An individual possessing two identical alleles of a gene for a specific characteristic, meaning they will always express that trait (Homozygous).

Allele

The different forms of genes.

Dominant Alleles

Show their effect with only one copy of the allele.

Recessive Alleles

Show their effect with two copies of the allele.

Phenotype

Physical traits, meaning 'to show'.

Genotype

Genetic makeup, meaning 'race, kind'.

Homozygous

Organisms that have two identical alleles for a specific gene.

Heterozygous

Organisms that have two different alleles for the same gene.

Punnet Square

A simple diagram that helps to predict the genetic cross.

Gregor Mendel

Father of Modern Genetics, an Australian Monk.

Monohybrid Cross

A cross that shows only one trait.

Dihybrid Cross

A cross that shows 2 traits.

Frederick Griffith

Scientist who isolated 2 similar bacteria from mice and discovered bacterial transformation.

Oswald Avery

Discovered that DNA stores and transmits genetic information from one generation of bacteria to the next.

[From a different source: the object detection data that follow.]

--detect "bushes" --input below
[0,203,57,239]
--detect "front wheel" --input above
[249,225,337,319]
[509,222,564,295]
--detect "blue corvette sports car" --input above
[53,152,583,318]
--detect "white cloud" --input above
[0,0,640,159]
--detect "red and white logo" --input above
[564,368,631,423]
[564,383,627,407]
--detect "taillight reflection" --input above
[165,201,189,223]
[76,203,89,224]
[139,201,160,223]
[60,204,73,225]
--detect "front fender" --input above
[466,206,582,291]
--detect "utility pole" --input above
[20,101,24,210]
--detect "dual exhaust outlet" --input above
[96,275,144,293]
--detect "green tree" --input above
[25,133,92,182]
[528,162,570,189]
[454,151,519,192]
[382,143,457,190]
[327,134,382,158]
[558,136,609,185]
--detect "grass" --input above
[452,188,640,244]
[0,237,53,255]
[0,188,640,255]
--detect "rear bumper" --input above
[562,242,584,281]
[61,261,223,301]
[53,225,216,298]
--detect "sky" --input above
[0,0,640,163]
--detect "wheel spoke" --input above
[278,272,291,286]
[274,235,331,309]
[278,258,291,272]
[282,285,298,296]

Alfred Hershey and Martha Chase

Confirmed that DNA was the genetic material found in genes through their experiment with bacteriophages.

Erwin Chargaff

Discovered that the base pairs A and T are equal to each other, and so are C and G, known as Chargaff's rule.

Rosalind Franklin

Provided crucial clues about the structure of DNA through her X-ray pattern.

Maurice Wilkins

Uncovered the structure of DNA and showed the first crystalline symmetrical patterns of DNA.

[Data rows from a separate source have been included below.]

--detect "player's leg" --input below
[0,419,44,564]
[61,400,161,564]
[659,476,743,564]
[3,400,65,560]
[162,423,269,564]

James Watson and Francis Crick

Built a model that explained the specific structure and properties of DNA, discovering the double helix in 1953.

Deoxyribonucleic Acid (DNA)

A molecule that carries genetic information.

Monomer

A building block molecule that can link with other molecules to form a larger molecule.

Nucleotide

The monomer of nucleic acids, consisting of a phosphate, a sugar, and a nitrogen base.

Amino acids

The building blocks of proteins; there are 20 types of amino acids.

Phosphate

A component of a nucleotide that is part of the backbone of DNA and RNA.

Carbon Sugar (Deoxyribose)

A sugar molecule in DNA that is part of the nucleotide structure.

Nitrogen Base

A component of a nucleotide that can be adenine, thymine, cytosine, or guanine.

Pentose Sugar

A five-carbon sugar that can be either deoxyribose or ribose.

Double strand of nucleotides

The structure of DNA, consisting of two strands held together by base pairs.

Base Pair Rule

Adenine can bond only with Thymine and Cytosine can only bond with Guanine.

Adenine (A)

A nitrogenous base that pairs with Thymine in DNA.

Thymine (T)

A nitrogenous base that pairs with Adenine in DNA.

Cytosine (C)

A nitrogenous base that pairs with Guanine in DNA.

Guanine (G)

A nitrogenous base that pairs with Cytosine in DNA.

Purines

Nitrogenous bases with two rings of carbon and nitrogen atoms; includes Adenine and Guanine.

Pyrimidines

Nitrogenous bases with one ring of carbon and nitrogen atoms; includes Thymine, Uracil, and Cytosine.

Complementary Strand of DNA

A strand of DNA that pairs with a given strand according to base pairing rules.

DNA replication

The process by which DNA makes a copy of itself.

Topoisomerase

An enzyme that helps to unwind the DNA double helix in DNA replication.

DNA Helicase

An enzyme that helps to unzip the DNA strands to prepare them for replication.